Coca-Cola, an American multinational beverage corporation, tests the waters of decentralized finance (Defi) in its Northern Region plant.
The project, which was announced in early August is a tech partnership between The Baseline Protocol (TBP) and the largest bottling supply chain and was coined as CONA or Coke One North America.
Aiming to begin a “Coca-Cola Bottling Harbor” for less technical barriers for suppliers, the project and its premise allow not only private and secure communication on the Ethereum public blockchain, but also to contact DeFi applications, and tokenize assets.
As well, it will streamline some cross-organizational supply chain transactions and lift transparency for the bottlers’ complex supply chain.
Furthermore, CONA reduces technical barriers from beyond its internal network by giving process for suppliers, such as raw materials’ vendors.
Other admin and paper trail documents processes like invoices requests, purchase orders, proposals, delivery, invoices, and payment are all automated.

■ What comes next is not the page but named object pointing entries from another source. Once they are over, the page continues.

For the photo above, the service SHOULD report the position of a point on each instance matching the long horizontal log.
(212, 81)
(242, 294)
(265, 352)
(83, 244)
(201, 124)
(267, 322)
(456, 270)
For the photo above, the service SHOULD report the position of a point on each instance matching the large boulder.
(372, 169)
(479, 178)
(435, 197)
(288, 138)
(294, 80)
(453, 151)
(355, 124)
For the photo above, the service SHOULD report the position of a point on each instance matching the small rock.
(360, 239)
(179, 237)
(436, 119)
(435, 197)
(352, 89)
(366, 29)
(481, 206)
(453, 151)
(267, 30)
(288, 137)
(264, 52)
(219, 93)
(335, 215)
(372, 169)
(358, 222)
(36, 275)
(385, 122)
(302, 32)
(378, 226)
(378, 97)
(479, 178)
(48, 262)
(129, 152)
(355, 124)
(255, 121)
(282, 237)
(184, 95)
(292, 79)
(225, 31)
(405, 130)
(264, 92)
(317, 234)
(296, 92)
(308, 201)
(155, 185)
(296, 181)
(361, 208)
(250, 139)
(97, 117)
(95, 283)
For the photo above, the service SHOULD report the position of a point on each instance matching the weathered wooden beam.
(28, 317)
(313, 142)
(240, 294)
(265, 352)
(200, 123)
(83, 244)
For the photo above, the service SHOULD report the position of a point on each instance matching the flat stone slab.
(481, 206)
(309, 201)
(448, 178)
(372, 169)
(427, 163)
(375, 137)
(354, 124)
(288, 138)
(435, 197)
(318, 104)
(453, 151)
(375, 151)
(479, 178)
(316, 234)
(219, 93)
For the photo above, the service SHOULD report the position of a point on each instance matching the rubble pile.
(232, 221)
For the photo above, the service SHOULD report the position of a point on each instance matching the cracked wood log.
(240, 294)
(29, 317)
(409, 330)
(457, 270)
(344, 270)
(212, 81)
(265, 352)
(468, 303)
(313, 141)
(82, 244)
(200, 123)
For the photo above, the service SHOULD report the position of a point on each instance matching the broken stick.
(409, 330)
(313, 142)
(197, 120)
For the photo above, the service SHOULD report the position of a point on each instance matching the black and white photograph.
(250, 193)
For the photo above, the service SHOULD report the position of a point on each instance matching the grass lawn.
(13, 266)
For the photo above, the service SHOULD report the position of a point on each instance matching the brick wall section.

It will mitigate errors and create a smooth flow for the suppliers once they log in.
Another critical feature of CONA is to use tokens, which allow parties to get blockchain-based tools like loans through DeFi applications.
This can be explained as a digital token on behalf of a purchase order and could be used by a supplier as security. The supplier can get working capital.
Initial reports said that CONA and its full processes are unveiled to the public Q4 2020.